Thursday, May 09, 2013

Photographers: Can learn something from the Shepherd

Necessity is the mother of invention. –Plato

Photographers need to run their business like a shepherd. If shepherds stayed in one place hunting and gathering food, sooner or later the area would run out of things to gather. In order for them not to run out of food so quickly, shepherds tended to travel in rather small groups.

Desert Experience

One of the best experiences to have in one’s past is the desert experience. When you are trying to survive and pretty much no matter where you look you see desolation your priorities shift to survival mode.

I was laid off from a job in 1989 and found I was in a desert for close to three years. This is when I was unable to find a job, as a photojournalist that was my calling.

I decided to take this time and go back to school for my masters and find whatever job I could to pay the bills.

While you are in the desert you are having your priorities rearranged.  While I had studied Maslow’s hierarchy of needs in my social work undergrad program, it was the loss of my photojournalist job that gave me real world experience in it.

Maslow's Hierarchy of Needs
First Priority

I realized my first priority was to those basic needs of food and shelter. I had to move back home with my parents for a while to cut our expenses to something manageable. 

My attitude changed from jobs being beneath me to being thankful for any job. I remember driving around trying to sell meat out of a freezer in the back of a pickup for a month. I felt so much like the beggars who hold up the sign saying willing to work for food.

Knowing what I needed to survive help me to know many jobs that were advertised that were photojournalist positions were not paying enough to cover my basic needs. 

I now understand what I must charge to survive—do you?

I was becoming a very skilled shepherd who was looking for a field to graze in that could support me for a while.

Second Priority



You need a good view of your present situation. Like the shepherd who looks out into the field assesses how much food is left and for how long, you must do the same for your business.

It is quite common for many shepherds to go into the same field for their flocks. When the shepherd feels like it is time to move, the sheep respond to his voice and not the other shepherds.

Photographers are like the shepherds often in the same field. The smart photographer will see the end in sight and move to a new pasture before everything is gone.

If you haven’t had a desert experience you will if you are not aware of the resources left in the field where you are living now.

Third Priority


You must be looking towards the future. You need to have long-term goals.

The good shepherds know when the food supply is running low, but also they know where the next pasture to take their sheep is located. They have been doing their research.

The key for you to be forward thinking is to look to places where no one has gone before. Good shepherds are looking to green pastures; they are not looking where all the shepherds are with all their sheep.

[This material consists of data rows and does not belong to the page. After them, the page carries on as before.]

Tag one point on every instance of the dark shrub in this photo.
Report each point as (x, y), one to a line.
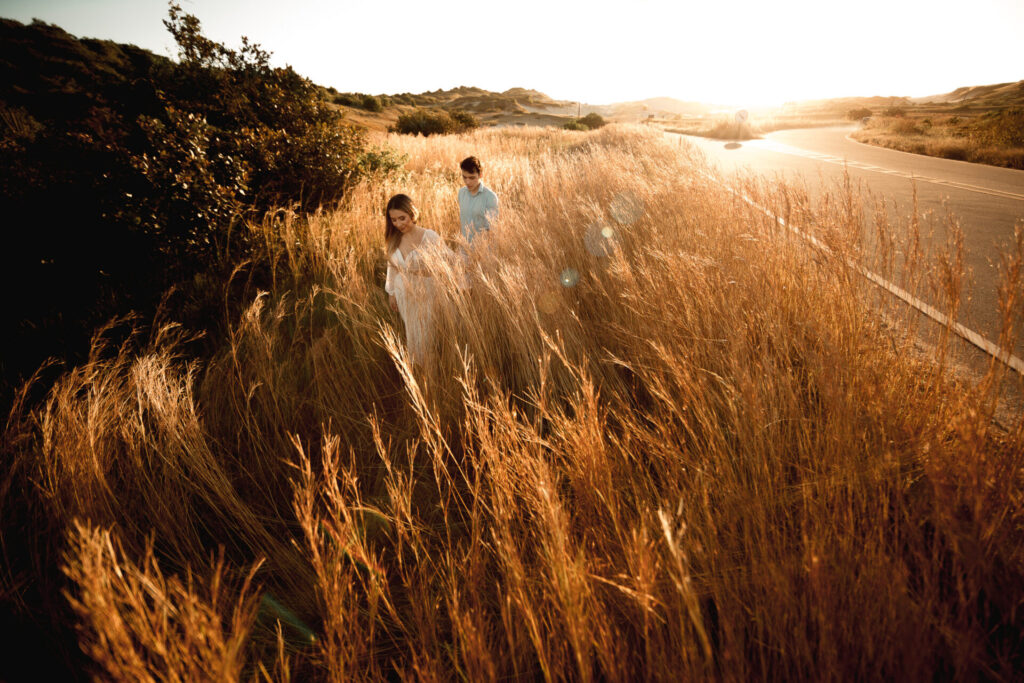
(347, 99)
(126, 173)
(433, 122)
(464, 121)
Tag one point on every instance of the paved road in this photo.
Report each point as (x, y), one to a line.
(986, 201)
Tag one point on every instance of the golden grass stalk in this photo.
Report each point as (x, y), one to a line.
(659, 438)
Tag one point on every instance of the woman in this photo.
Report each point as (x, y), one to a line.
(410, 285)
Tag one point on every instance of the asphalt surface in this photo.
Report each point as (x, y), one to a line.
(985, 201)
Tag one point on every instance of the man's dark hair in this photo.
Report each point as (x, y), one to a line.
(471, 165)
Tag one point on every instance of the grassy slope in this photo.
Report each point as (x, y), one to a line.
(707, 459)
(971, 124)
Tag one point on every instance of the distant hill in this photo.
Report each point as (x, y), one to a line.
(998, 94)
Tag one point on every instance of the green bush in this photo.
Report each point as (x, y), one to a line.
(433, 122)
(136, 173)
(347, 99)
(464, 121)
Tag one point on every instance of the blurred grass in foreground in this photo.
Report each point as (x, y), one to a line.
(717, 456)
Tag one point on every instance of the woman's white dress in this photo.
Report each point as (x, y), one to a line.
(414, 288)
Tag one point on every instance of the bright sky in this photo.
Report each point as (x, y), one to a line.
(742, 52)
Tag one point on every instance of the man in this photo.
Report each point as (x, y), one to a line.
(477, 203)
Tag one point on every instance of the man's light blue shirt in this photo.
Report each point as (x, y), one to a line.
(476, 211)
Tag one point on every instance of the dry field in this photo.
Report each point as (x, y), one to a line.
(663, 439)
(946, 136)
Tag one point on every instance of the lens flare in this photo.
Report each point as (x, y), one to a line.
(626, 208)
(599, 239)
(548, 302)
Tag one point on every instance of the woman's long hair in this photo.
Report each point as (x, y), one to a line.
(391, 235)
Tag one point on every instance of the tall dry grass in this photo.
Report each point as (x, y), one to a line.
(727, 128)
(712, 453)
(944, 139)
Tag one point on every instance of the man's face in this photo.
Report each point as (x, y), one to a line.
(472, 180)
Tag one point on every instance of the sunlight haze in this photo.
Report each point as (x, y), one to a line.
(732, 53)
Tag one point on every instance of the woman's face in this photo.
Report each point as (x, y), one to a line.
(401, 220)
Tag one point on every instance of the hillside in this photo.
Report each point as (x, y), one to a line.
(991, 95)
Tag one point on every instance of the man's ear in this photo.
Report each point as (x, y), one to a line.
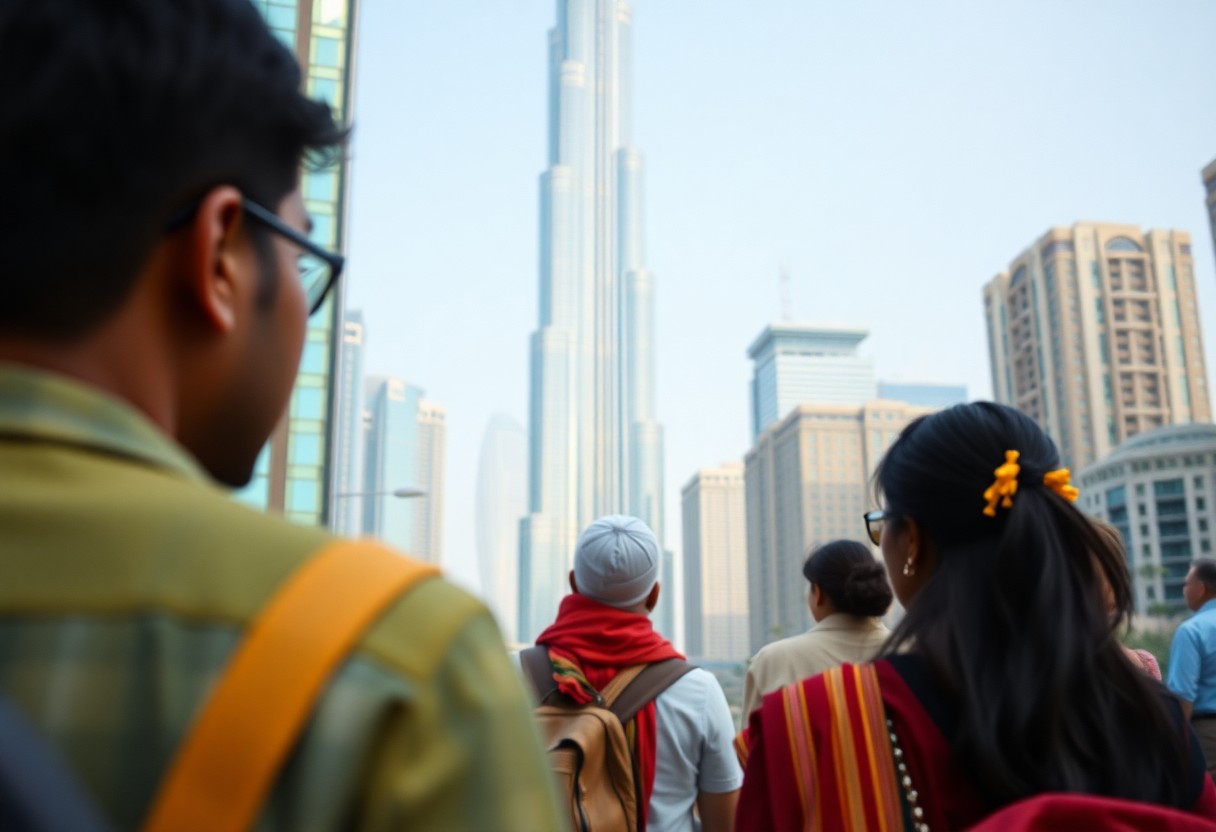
(653, 597)
(218, 258)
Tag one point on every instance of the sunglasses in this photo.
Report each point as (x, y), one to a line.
(874, 521)
(319, 268)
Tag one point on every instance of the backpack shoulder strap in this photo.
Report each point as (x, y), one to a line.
(646, 686)
(272, 680)
(539, 670)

Too many photographers and photographer wannabees are looking at other photographers and following them rather than learning from them and moving onto greener pastures.

A great book for anyone wanting to understand how to look for new opportunities for growth should read Blue Ocean Strategy.

Strategy for a Blue Ocean

  • Be the expert in a subject to help separate you from the pack
  • Get access to something difficult for everyone to access
  • Photograph subjects that hobbyist cannot because of their day job
  • Once you find a Blue Ocean--Look for another because your competition will follow you.
Lesson from the past

When George Eastman introduced the brownie camera people stopped hiring professional photographers. They almost decimated the industry for the professional photographer. It took some time for people to realize it was not the camera alone that made good photos and slowly would return to hiring them.

In time even today with the new digital camera having similar effect on today’s photographers as the brownie camera did earlier, in time people will return to using photographers for what they bring other than their cameras to a job.

My suggestion for today’s professional photographer is not to look for where people are using photography, but where they are not using it and could use it.


2 comments:

dave said...

Nice piece of advice. Thought provoking. Think I had better get that book you recommend.

Unknown said...

Great advice! If I could add one more idea gained from experience: One thing that your followers can never be, is YOU. When you find your niche, your passion, others might follow, but they will always be emulating you. And if you have done your job, and gained some market share, then everyone will know it. While I love to learn from other photographers, I try to stay true to my own style and passion. That doesn't mean that I ever stop learning, though! Keep growing... Thanks for your insightful post!